GPU Performance

All of our discussions around the new iPad and its silicon thus far have been in the theoretical space. Unfortunately the state of Android/iOS benchmarking is abysmal at best today. Convincing game developers to include useful benchmarks and timedemo modes in their games is seemingly impossible without a suitably large check.
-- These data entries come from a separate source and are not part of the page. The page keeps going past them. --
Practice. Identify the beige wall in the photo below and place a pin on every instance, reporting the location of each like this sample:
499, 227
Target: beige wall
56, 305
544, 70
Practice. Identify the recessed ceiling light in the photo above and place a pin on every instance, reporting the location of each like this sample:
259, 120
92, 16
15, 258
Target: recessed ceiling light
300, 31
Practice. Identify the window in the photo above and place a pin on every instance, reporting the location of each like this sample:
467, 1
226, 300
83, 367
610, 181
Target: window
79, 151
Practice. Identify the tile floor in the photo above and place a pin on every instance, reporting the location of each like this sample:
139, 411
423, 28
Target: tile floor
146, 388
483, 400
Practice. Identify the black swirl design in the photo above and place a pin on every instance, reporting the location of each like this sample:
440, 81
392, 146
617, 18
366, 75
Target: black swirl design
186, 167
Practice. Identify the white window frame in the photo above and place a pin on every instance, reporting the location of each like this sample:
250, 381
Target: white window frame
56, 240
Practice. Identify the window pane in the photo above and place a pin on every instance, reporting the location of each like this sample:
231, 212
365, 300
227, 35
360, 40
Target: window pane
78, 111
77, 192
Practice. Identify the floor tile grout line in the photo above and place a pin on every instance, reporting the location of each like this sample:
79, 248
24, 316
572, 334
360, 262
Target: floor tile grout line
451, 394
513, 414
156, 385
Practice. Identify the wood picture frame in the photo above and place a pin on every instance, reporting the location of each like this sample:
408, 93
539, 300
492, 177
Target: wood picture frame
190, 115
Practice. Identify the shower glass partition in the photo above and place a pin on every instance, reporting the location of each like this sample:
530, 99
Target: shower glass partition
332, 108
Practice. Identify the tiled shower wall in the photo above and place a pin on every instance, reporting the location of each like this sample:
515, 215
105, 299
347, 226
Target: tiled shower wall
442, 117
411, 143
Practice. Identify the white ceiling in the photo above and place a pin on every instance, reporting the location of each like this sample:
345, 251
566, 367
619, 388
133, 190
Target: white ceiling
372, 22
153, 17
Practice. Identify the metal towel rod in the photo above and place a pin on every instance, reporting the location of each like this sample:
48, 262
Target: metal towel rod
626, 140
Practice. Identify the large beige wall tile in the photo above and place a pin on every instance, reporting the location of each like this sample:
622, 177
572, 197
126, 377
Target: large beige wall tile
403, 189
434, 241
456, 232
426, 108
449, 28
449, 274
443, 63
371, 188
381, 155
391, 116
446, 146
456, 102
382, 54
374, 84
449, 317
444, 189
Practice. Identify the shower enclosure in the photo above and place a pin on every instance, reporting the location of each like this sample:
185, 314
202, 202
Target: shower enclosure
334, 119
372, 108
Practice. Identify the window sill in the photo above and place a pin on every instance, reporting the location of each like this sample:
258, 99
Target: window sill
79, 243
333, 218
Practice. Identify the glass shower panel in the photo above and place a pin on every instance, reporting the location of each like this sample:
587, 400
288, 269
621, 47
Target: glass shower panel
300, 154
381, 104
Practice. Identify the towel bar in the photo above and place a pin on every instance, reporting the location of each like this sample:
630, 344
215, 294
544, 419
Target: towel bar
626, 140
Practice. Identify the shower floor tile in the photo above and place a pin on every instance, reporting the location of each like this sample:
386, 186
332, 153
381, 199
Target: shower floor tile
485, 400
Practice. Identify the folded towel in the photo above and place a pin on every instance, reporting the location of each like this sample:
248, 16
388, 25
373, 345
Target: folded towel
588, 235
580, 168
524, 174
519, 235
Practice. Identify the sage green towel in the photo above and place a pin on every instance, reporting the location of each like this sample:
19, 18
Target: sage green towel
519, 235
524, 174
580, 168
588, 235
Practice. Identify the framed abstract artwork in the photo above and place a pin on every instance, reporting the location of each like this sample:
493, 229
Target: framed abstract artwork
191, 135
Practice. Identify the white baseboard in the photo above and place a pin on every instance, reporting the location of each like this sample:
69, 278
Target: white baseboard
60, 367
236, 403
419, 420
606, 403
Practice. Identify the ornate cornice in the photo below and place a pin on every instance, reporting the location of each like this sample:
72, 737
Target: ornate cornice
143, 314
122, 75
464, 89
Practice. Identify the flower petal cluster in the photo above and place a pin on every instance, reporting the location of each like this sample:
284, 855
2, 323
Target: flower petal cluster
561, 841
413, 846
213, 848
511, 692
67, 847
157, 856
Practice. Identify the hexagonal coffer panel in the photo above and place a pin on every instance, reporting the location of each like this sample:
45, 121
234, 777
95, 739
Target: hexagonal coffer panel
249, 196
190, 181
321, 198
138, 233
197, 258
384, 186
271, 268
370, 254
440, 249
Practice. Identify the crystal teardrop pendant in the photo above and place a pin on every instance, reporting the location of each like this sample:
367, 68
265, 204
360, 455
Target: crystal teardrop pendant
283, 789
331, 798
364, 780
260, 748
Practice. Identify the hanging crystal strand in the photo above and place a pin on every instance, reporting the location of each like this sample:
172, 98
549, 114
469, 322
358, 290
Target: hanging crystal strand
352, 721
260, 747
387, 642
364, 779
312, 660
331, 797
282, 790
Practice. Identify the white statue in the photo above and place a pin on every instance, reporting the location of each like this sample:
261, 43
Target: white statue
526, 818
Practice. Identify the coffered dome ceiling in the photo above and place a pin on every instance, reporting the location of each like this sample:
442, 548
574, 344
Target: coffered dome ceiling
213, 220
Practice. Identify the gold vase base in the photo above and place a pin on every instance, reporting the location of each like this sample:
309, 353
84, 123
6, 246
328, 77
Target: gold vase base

I have no doubt this will happen eventually, but today we're left with some great games and no way to benchmark them.

Without suitable game benchmarks, we rely on GLBenchmark quite a bit to help us in evaluating mobile GPU performance. Although even the current most stressful GLBenchmark test (Egypt) is a far cry from what modern Android/iOS games look like, it's the best we've got today.

We'll start out with the synthetic tests, which should show us roughly a 2x increase in performance compared to the iPad 2. Remember the PowerVR SGX 543MP4 simply bundles four SGX 543 cores instead of two. Since we're still on a 45nm LP process, GPU clocks haven't increased so we're looking at a pure doubling of virtually all GPU resources.

GLBenchmark 2.1—Fill Test

GLBenchmark 2.1—Triangle Test (White)

GLBenchmark 2.1—Triangle Test (Textured, Fragment Lit)

Indeed we see a roughly 2x increase in triangle and fill rates. Below we have the output from GLBenchmark's low level tests. Pay particular attention to how, at 1024 x 768, performance doubles compared to the iPad 2 but at 2048 x 1536 performance can drop to well below what the iPad 2 was able to deliver at 10 x 7. It's because of this drop in performance at the iPad's native resolution that we won't see many (if any at all), visually taxing games run at anywhere near 2048 x 1536.

GLBenchmark 2.1.3 Low Level Comparison
  iPad 2 (10x7) iPad 3 (10x7) iPad 3 (20x15) ASUS TF Prime
Trigonometric test—vertex weighted
35 fps
60 fps
57 fps
47 fps
Trigonometric test—fragment weighted
7 fps
14 fps
4 fps
20 fps
Trigonometric test—balanced
5 fps
10 fps
2 fps
9 fps
Exponential test—vertex weighted
59 fps
60 fps
60 fps
41 fps
Exponential test—fragment weighted
25 fps
49 fps
13 fps
18 fps
Exponential test—balanced
19 fps
37 fps
8 fps
7 fps
Common test—vertex weighted
49 fps
60 fps
60 fps
35 fps
Common test—fragment weighted
8 fps
16 fps
4 fps
28 fps
Common test—balanced
6 fps
13 fps
2 fps
12 fps
Geometric test—vertex weighted
57 fps
60 fps
60 fps
27 fps
Geometric test—fragment weighted
12 fps
24 fps
6 fps
20 fps
Geometric test—balanced
9 fps
18 fps
4 fps
9 fps
For loop test—vertex weighted
59 fps
60 fps
60 fps
28 fps
For loop test—fragment weighted
30 fps
57 fps
16 fps
42 fps
For loop test—balanced
22 fps
43 fps
11 fps
15 fps
Branching test—vertex weighted
58 fps
60 fps
60 fps
45 fps
Branching test—fragment weighted
58 fps
60 fps
30 fps
46 fps
Branching test—balanced
22 fps
43 fps
16 fps
16 fps
Array test—uniform array access
59 fps
60 fps
60 fps
60 fps
Fill test—Texture Fetch
1001483136 texels/s
1977874688
texels/s
1904501632
texels/s
415164192
texels/s
Triangle test—white
65039568
triangles/s
133523176
triangles/s
85110008
triangles/s
55729532
triangles/s
Triangle test—textured
56129984
triangles/s
116735856
triangles/s
71362616
triangles/s
54023840
triangles/s
Triangle test—textured, vertex lit
45314484
triangles/s
93638456
triangles/s
46841924
triangles/s
28916834
triangles/s
Triangle test—textured, fragment lit
43527292
triangles/s
92831152
triangles/s
39277916
triangles/s
26935792
triangles/s

GLBenchmark also includes two tests designed to be representative of a workload you could see in an actual 3D game. The older Pro test uses OpenGL ES 1.0 while Egypt is an ES 2.0 test. These tests can either run at the device's native resolution with vsync enabled, or rendered offscreen at 1280 x 720 with vsync disabled. The latter offers us a way to compare GPUs without device screen resolution creating unfair advantages.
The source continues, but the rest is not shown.